Thread overview
Compiling a template
Dec 06
Basile B.
December 06
If templates are a compile-time feature and instances of templates are generated by compiler at compile time, why is it possible to compile a template definition with dmd -lib or -c?
December 06
On Thursday, 6 December 2018 at 22:50:49 UTC, albertas-jn wrote:
> If templates are a compile-time feature and instances of templates are generated by compiler at compile time, why is it possible to compile a template definition with dmd -lib or -c?

Because to instantiate the source code is still used (-I). Just the D interface is even not enough.
December 06
On 12/06/2018 02:50 PM, albertas-jn wrote:
> If templates are a compile-time feature and instances of templates are generated by compiler at compile time, why is it possible to compile a template definition with dmd -lib or -c?

There is no trace of the template in the library or the object file. You can investigate the compiled symbols with e.g. the 'nm' tool on Linux systems:

// deneme.d:
void foo(T)(T t) {
    import std.stdio;
    writeln(t);
}

void main() {
    // foo(42);
}

$ dmd deneme.d -lib
$ nm deneme.a | grep foo

No trace of foo... Now uncomment the line in main and repeat:

$ dmd deneme.d -lib
$ nm deneme.a | grep foo
                 U _D6deneme__T3fooTiZQhFNfiZv
0000000000000000 W _D6deneme__T3fooTiZQhFNfiZv

"W" indicates a definition.

Ali
December 07
On Thu, 06 Dec 2018 22:50:49 +0000, albertas-jn wrote:
> If templates are a compile-time feature and instances of templates are generated by compiler at compile time, why is it possible to compile a template definition with dmd -lib or -c?

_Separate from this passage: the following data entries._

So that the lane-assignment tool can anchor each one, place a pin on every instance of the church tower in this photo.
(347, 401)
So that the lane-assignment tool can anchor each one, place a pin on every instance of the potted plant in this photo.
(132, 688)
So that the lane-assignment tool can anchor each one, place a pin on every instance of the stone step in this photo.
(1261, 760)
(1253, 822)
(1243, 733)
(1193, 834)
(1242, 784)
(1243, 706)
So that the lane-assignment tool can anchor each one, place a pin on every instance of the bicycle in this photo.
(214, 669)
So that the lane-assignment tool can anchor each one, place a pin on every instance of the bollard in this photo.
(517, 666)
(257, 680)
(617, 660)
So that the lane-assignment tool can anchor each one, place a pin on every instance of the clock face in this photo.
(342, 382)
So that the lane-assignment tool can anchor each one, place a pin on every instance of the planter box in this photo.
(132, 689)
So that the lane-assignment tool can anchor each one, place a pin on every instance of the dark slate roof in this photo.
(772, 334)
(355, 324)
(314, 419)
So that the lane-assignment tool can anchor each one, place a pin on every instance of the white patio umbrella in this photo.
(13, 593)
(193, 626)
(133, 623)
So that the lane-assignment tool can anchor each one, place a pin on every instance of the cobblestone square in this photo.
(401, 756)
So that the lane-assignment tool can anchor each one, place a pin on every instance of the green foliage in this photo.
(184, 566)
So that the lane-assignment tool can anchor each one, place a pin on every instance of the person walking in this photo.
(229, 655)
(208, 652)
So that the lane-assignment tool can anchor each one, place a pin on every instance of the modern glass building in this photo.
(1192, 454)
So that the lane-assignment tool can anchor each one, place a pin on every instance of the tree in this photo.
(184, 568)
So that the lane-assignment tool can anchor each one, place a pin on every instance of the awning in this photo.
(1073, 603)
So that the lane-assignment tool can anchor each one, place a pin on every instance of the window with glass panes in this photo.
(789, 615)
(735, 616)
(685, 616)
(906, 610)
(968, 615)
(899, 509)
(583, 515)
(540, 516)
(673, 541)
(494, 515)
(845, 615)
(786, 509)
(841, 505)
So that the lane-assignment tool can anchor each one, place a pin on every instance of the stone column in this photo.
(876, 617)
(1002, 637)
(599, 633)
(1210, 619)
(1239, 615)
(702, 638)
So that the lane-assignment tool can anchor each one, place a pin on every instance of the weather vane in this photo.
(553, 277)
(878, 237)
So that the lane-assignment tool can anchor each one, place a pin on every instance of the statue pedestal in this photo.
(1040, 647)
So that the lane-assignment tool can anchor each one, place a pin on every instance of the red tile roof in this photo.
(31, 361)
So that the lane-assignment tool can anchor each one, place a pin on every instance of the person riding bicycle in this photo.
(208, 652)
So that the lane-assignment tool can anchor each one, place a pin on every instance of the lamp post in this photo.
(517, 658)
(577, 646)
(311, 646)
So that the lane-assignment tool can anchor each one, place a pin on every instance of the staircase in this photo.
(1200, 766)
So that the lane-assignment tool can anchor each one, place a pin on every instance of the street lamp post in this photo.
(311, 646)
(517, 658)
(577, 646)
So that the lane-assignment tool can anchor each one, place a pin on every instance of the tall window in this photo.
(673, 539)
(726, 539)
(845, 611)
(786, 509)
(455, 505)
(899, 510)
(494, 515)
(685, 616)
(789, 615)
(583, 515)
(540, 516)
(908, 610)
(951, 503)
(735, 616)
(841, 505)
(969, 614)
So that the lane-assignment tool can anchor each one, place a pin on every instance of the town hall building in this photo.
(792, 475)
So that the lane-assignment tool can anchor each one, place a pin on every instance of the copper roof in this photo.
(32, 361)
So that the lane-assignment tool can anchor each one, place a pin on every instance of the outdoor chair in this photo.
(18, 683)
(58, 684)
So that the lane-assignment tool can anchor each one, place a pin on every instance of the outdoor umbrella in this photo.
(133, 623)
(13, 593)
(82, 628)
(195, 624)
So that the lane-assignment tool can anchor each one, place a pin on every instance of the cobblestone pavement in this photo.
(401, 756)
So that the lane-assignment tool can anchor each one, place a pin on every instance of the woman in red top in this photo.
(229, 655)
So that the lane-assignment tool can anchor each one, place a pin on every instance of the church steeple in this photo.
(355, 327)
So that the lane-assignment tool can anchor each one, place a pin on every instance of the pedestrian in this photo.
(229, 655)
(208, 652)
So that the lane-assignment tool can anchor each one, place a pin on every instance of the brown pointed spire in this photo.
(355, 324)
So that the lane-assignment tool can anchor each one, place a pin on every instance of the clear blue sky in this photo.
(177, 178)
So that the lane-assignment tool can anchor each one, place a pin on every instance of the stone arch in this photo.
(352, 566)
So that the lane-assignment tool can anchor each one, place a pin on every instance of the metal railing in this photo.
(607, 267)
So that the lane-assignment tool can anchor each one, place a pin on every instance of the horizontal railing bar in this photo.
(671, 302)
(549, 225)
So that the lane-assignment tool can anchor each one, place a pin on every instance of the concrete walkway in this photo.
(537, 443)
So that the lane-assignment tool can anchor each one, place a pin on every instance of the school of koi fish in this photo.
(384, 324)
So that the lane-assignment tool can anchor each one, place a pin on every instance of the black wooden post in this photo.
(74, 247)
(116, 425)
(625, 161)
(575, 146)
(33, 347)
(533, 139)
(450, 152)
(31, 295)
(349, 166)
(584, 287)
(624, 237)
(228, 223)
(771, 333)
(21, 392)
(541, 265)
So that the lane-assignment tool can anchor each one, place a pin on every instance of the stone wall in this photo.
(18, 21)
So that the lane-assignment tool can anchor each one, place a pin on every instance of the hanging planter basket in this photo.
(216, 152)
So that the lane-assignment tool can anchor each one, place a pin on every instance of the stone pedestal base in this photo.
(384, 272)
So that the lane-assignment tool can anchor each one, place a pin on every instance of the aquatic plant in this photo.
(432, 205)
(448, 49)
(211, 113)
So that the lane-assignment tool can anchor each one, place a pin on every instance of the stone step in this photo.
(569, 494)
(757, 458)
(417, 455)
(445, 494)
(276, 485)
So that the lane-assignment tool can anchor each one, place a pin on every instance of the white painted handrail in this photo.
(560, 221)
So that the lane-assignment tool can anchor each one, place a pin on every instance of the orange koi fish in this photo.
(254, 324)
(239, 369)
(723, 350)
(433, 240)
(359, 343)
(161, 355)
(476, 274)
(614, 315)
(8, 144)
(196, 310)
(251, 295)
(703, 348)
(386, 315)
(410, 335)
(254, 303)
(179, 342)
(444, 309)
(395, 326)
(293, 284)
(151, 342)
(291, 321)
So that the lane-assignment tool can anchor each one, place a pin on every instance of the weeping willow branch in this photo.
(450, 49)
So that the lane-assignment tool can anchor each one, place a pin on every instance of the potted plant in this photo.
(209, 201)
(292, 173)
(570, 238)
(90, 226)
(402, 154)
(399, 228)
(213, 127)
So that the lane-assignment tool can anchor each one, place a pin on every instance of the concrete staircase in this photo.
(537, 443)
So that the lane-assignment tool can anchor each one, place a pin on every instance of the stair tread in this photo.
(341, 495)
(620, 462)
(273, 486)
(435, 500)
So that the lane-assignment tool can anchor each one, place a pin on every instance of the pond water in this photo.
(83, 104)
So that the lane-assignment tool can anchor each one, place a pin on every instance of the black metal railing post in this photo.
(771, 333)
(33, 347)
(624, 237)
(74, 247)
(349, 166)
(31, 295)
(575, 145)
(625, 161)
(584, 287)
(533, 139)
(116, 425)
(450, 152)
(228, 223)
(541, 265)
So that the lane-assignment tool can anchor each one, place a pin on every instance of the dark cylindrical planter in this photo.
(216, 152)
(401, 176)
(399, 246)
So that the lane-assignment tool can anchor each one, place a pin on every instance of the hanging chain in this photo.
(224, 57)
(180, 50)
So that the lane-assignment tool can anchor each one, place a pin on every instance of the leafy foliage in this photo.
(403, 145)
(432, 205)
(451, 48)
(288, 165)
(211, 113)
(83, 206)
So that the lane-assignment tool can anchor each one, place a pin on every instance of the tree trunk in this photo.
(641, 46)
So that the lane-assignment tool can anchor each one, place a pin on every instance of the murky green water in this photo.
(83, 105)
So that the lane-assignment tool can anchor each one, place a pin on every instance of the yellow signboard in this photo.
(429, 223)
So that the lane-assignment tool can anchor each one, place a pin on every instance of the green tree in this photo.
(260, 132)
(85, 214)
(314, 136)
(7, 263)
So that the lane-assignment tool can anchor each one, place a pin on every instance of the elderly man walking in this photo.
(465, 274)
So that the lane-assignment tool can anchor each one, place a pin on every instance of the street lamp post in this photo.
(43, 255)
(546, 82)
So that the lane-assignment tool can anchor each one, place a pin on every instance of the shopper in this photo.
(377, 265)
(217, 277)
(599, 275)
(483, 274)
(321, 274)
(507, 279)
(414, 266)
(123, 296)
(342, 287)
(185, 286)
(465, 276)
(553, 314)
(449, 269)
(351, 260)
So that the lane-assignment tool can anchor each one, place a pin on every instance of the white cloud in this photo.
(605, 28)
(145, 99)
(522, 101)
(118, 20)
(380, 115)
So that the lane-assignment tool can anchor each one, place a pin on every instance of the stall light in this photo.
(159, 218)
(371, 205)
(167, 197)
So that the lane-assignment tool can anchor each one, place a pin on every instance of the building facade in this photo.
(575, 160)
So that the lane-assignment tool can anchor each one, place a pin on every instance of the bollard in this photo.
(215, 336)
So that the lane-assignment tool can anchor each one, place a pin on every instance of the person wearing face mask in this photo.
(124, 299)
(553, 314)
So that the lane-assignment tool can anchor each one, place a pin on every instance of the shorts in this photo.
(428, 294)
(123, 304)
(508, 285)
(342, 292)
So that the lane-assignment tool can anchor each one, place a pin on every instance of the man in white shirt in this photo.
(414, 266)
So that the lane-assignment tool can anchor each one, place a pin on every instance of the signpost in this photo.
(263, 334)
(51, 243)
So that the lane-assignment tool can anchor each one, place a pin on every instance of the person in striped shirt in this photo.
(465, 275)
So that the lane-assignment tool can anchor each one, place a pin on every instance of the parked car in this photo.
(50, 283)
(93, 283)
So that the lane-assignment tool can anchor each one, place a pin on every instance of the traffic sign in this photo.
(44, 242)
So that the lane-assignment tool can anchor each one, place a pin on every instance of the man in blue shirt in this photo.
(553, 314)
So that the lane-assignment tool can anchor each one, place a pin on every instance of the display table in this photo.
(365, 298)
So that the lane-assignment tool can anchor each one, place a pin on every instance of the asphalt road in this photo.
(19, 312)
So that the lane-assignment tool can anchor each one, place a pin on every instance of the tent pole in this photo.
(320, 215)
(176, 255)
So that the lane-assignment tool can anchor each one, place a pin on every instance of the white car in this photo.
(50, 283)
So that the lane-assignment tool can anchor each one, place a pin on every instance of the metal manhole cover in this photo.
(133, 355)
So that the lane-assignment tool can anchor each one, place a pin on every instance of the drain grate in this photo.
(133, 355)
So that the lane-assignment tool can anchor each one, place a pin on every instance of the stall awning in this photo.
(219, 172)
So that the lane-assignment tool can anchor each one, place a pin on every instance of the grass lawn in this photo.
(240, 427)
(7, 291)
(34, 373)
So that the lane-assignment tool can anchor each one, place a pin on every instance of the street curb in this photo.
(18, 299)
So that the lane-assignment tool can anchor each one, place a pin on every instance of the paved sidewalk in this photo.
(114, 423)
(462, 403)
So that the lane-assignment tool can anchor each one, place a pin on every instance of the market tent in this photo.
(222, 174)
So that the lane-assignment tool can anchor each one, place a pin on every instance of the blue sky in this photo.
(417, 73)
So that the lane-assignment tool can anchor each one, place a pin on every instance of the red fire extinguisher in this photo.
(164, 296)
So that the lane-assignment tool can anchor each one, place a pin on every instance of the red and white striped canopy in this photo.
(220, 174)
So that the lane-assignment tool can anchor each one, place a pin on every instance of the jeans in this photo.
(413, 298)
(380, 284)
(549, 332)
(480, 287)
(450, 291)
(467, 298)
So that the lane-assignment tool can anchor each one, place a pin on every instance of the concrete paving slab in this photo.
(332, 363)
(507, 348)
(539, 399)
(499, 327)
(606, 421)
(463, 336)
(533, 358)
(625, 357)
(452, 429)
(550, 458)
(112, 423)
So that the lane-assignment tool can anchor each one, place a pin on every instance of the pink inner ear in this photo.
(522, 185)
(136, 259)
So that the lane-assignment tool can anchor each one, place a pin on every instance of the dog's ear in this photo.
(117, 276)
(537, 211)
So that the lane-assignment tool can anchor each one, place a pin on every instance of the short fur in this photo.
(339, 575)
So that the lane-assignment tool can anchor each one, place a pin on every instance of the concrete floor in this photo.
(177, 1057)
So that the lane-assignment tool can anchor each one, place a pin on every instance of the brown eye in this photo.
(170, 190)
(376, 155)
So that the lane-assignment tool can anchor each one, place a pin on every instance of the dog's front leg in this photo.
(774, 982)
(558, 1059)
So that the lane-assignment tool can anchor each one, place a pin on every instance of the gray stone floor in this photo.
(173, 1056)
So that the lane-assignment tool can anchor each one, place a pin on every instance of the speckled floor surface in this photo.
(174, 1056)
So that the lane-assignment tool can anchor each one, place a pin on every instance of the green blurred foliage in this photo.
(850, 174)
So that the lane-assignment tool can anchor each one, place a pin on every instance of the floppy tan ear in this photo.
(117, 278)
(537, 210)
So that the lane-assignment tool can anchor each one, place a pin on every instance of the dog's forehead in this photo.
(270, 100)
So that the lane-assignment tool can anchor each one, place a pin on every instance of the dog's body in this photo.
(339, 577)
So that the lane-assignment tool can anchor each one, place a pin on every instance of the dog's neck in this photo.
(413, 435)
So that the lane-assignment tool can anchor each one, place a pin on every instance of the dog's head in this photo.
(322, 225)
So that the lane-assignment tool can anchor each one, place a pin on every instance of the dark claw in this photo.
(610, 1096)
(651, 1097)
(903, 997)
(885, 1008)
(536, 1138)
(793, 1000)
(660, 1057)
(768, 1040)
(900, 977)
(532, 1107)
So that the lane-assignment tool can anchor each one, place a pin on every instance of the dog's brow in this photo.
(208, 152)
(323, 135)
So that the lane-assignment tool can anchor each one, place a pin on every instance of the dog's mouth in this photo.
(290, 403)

You compile files, not individual declarations like a template. If you have a source file containing a hundred templates and nothing else, and you compile it, you'll get the same output as if you had an empty source file, byte for byte.
December 07
On Friday, 7 December 2018 at 01:21:42 UTC, Ali Çehreli wrote:

> There is no trace of the template in the library or the object file. You can investigate the compiled symbols with e.g. the 'nm' tool on Linux systems:
>
> // deneme.d:
> void foo(T)(T t) {
>     import std.stdio;
>     writeln(t);
> }
>
> void main() {
>     // foo(42);
> }
>
> $ dmd deneme.d -lib
> $ nm deneme.a | grep foo
>
> No trace of foo... Now uncomment the line in main and repeat:
>
> $ dmd deneme.d -lib
> $ nm deneme.a | grep foo
>                  U _D6deneme__T3fooTiZQhFNfiZv
> 0000000000000000 W _D6deneme__T3fooTiZQhFNfiZv
>
> "W" indicates a definition.

I see, what confused me was that if I put main() in a different file and

$ dmd main.d deneme.a

the program compiled properly. Now I realize that in this case deneme.a file was ignored and the source file was used instead. I expected an error. Thank you for your answers.